As a solution, the Seabrook family approached the War Relocation Authority to request hiring Japanese Americans interned in camps following the bombing of Pearl Harbor. Internment has been explained away as a security measure against feared disloyalty and, while it did receive public support at the time, subsequent decades have looked unfavorably on the decision, questioning it on moral and constitutional grounds.
Richard Reeves reports in his 2015 book Infamy: The Shocking Story of the Japanese American Internment in World War II that “more than twelve hundred American Japanese community leaders identified from ‘Suspect Enemy Aliens’ lists secretly compiled by the FBI with the help of the Census Bureau…were arrested without charges within forty-eight hours after the attack on Pearl Harbor. More than a thousand of them were from California, Oregon, Washington and Hawaii.”
The Densho Encyclopedia website explains that these detainees “were leaders in the Japanese American community before the war [and] were considered by the government to be high risk for disloyalty.” Consisting of mostly first-generation Japanese male immigrants known as Issei, they were at first “kept in Department of Justice internment camps as enemy aliens” before some were transferred to one of the 10 incarceration camps in the American West and South.
Those camps, established in California, Arizona, Wyoming, Colorado, Utah, and Arkansas between 1942 and 1945, held approximately 120,000 Japanese Americans.
Only hours after Germany and Italy had declared war on the U.S., Reeves explains, “FBI director J. Edgar Hoover informed the White House that 620 Germans and 98 Italians were also taken into custody.” However, “President Roosevelt had already told his attorney general, Francis Biddle, to take it easy on Italians and Italian Americans…”
Reeves identifies that there were “important differences in dealing with immigrants to the United States from Europe and immigrants from Asia.

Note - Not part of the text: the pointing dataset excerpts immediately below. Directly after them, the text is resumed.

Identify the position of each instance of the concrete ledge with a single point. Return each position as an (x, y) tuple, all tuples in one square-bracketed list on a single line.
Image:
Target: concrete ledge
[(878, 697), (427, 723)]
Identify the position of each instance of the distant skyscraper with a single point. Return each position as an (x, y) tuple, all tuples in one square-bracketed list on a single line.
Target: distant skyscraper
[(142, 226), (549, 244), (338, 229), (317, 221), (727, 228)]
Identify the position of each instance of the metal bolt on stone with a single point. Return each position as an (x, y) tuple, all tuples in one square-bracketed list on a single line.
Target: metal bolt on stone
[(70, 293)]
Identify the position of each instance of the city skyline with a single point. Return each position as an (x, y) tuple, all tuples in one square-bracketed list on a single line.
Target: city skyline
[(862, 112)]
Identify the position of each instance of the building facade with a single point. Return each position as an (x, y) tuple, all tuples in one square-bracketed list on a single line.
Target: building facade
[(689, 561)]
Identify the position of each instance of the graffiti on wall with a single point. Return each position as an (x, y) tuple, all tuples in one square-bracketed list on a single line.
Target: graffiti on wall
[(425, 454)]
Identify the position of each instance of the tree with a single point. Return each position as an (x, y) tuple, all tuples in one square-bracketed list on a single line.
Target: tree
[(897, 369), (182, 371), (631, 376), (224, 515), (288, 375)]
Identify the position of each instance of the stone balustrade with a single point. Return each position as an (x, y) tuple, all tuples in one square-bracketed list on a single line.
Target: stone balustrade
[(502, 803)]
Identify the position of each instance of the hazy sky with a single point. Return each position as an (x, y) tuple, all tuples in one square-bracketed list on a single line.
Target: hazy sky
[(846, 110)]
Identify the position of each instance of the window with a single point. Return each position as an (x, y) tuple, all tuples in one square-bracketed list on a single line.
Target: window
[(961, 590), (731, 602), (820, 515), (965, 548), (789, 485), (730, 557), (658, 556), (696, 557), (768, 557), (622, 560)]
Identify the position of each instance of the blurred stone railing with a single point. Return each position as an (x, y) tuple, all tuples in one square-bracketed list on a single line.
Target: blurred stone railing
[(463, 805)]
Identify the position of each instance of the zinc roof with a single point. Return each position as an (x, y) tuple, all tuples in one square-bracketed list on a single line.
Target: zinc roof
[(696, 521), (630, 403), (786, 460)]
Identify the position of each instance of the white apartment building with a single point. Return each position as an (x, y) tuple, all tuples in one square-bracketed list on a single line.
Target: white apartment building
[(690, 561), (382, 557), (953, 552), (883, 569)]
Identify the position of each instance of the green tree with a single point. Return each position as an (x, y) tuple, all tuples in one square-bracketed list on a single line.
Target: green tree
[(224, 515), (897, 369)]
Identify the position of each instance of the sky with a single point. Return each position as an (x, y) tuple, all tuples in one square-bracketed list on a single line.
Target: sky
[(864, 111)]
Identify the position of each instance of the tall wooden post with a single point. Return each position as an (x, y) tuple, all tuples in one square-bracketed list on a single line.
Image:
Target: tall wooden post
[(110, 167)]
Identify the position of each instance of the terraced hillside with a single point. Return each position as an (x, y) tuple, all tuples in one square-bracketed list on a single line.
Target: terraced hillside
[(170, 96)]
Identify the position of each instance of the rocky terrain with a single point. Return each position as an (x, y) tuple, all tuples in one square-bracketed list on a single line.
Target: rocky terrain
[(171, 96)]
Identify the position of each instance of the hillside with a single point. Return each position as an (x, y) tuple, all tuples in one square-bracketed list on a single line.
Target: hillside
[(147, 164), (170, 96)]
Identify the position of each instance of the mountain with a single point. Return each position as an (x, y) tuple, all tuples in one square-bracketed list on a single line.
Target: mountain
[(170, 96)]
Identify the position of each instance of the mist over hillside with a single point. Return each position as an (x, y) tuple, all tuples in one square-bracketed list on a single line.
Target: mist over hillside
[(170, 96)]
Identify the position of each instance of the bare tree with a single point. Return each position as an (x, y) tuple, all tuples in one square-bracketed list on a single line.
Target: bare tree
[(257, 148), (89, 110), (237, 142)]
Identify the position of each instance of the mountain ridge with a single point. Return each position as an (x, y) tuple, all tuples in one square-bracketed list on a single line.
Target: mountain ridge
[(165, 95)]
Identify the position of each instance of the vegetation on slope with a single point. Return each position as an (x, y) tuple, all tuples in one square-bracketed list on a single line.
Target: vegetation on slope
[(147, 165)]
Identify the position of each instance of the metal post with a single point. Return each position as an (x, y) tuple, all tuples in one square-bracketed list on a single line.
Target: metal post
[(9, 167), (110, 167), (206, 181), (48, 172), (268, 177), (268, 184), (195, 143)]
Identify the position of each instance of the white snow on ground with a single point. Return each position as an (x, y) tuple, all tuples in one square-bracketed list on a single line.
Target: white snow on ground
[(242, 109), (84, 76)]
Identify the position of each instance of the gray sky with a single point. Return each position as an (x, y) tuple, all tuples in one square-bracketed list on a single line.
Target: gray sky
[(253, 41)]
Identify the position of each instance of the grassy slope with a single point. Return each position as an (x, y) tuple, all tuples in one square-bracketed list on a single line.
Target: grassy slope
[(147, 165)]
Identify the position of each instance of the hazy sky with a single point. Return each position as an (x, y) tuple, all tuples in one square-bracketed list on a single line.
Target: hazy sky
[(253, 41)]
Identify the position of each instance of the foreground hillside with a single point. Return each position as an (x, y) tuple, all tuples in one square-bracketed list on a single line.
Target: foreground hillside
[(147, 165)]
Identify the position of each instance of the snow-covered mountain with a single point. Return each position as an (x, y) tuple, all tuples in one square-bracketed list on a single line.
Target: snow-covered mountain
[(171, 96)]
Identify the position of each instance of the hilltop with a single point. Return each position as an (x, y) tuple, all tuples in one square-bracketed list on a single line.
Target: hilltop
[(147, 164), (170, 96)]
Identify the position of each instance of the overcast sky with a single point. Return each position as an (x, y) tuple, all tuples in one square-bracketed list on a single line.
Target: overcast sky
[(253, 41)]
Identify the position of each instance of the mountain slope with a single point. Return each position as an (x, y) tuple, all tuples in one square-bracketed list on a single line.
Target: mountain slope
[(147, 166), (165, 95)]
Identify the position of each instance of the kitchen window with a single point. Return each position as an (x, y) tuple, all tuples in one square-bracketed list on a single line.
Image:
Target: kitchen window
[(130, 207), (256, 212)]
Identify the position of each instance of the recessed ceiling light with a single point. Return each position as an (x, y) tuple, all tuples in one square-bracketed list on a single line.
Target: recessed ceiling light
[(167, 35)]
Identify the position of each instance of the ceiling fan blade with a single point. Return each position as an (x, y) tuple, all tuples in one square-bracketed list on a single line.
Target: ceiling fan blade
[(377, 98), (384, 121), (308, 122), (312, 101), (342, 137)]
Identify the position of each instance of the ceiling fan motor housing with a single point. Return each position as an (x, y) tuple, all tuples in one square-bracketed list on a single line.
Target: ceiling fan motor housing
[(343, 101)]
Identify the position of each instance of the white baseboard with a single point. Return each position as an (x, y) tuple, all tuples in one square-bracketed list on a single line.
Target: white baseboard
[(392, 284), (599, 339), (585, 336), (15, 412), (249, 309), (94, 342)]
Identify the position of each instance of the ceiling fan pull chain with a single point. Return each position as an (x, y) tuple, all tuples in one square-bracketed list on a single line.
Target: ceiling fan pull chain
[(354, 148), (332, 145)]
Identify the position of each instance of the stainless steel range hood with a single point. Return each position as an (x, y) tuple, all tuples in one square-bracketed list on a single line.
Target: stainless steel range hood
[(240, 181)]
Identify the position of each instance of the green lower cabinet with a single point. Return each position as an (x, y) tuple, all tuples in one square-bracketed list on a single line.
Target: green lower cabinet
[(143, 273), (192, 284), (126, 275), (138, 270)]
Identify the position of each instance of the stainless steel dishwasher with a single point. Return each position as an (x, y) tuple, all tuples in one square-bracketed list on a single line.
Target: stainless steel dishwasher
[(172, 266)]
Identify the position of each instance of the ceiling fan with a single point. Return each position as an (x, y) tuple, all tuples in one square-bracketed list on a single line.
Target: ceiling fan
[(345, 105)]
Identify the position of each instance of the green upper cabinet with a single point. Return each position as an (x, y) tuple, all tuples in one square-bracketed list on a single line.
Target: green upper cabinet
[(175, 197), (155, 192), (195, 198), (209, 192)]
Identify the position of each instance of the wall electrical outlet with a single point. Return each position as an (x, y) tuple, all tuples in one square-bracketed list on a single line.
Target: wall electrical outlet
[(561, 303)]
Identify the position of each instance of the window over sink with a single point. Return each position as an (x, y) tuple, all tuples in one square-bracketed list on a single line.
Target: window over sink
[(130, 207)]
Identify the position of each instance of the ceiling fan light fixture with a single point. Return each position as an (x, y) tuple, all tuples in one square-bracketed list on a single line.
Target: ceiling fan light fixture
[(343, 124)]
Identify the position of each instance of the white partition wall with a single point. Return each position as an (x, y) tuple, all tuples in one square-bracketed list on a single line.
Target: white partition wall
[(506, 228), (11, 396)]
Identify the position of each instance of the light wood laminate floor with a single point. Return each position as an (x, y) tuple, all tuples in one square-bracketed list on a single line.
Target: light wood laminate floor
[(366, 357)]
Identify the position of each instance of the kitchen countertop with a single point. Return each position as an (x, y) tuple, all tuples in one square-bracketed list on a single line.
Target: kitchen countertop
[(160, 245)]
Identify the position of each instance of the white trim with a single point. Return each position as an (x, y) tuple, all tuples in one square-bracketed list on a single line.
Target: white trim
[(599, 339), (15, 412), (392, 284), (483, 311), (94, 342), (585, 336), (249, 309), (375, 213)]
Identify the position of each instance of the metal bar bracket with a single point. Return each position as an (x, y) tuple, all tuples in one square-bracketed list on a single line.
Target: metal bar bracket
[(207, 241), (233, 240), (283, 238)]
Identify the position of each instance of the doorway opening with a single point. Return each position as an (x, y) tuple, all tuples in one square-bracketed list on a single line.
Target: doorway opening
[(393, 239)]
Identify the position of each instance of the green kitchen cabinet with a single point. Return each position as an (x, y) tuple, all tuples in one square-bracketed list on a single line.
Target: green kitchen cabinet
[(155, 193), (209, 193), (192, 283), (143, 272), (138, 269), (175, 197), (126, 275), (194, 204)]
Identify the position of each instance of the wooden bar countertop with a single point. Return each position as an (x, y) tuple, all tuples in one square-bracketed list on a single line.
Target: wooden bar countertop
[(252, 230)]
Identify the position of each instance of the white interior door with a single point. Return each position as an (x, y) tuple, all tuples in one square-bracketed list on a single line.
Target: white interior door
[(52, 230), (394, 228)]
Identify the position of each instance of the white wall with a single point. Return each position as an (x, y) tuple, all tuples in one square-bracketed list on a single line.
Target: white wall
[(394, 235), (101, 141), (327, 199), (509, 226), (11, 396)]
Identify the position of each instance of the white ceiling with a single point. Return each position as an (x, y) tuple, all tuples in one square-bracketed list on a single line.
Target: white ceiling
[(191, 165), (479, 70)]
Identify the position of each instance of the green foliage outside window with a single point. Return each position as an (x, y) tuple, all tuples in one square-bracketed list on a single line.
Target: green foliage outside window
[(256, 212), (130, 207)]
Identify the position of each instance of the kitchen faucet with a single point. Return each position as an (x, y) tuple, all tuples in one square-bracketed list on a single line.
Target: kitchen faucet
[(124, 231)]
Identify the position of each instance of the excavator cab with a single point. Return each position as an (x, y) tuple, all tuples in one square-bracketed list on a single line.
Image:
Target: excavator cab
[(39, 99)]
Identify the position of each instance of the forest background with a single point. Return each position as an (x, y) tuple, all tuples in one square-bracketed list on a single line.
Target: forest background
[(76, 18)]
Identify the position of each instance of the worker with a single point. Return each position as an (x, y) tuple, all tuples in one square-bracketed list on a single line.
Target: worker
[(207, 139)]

Europeans…could have become naturalized U.S. citizens.” But those born in Japan “could not become U.S. citizens and could not own land in the United States under the Immigration Act of 1924.”
Such practice, Reeves reports, can be traced to a 1922 Supreme Court ruling in which Takeo Ozawa, a University of Berkeley student, “was not a ‘free white person’ and was therefore ineligible for citizenship.”
Earlier precedents for this type of thinking, according to Reeves, include a Stanford sociology professor, Dr. Edward Alsworth Ross, who wrote in 1900 that the Japanese were “unassimilable,” and “work for low wages and thereby undermine the existing work standards of American workmen.”